The only other source of fresh water in the world is manufactured by removing salt from seawater or impurities from dirty fresh water.
Seawater contains 3.5% salt, making it undrinkable. 100 lbs. of water (12 gallons) has 3 ½ lbs. of dissolved salt in it. Desalination separates the salt from the water through various methods, making the seawater drinkable. Desalination is the last resort to provide fresh water since it costs twice as much to desalinate than to collect and treat naturally occurring fresh water. This last resort has resulted in over 20,000 desalination plants operating worldwide with many more in the planning stage.
Desalination requires up to 10 times the amount of energy to operate the plant than the equivalent conventional water treatment.
Australia experienced a ten-year drought that ended in 2009, resulting in the $10 billion construction of 6 large desalination plants for all 5 mainland state capitals. But this does little for the rest of the country where fresh water continues to be an issue.
The $1 billion Carlsbad desalination plant in California completed in 2015 furnishes 7% of the fresh water needs to San Diego County. California is in the planning stage to build more desalination plants and introduce water purification plants at existing waste water facilities, called “Toilet to Tap.”

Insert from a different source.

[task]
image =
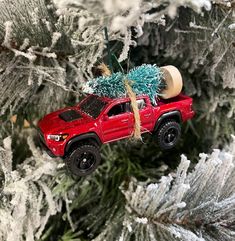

The 3-year drought in Cape Town, South Africa is forcing the emergency construction of small portable desalination plants, capable of making 4 million gallons of fresh water per day, about 1 gallon of water per person per day. This temporary fix will have to hold until a larger permanent desalination plant is built or it rains more.
The Middle East countries combined operate 70% of the world’s desalination plants with Saudi Arabia alone producing 20% of the world’s desalinated water.
But even if enough $1 billion desalination plants are built to furnish the world’s water needs, within 20 years the cost of energy to operate them will be too high due to fossil fuel depletion.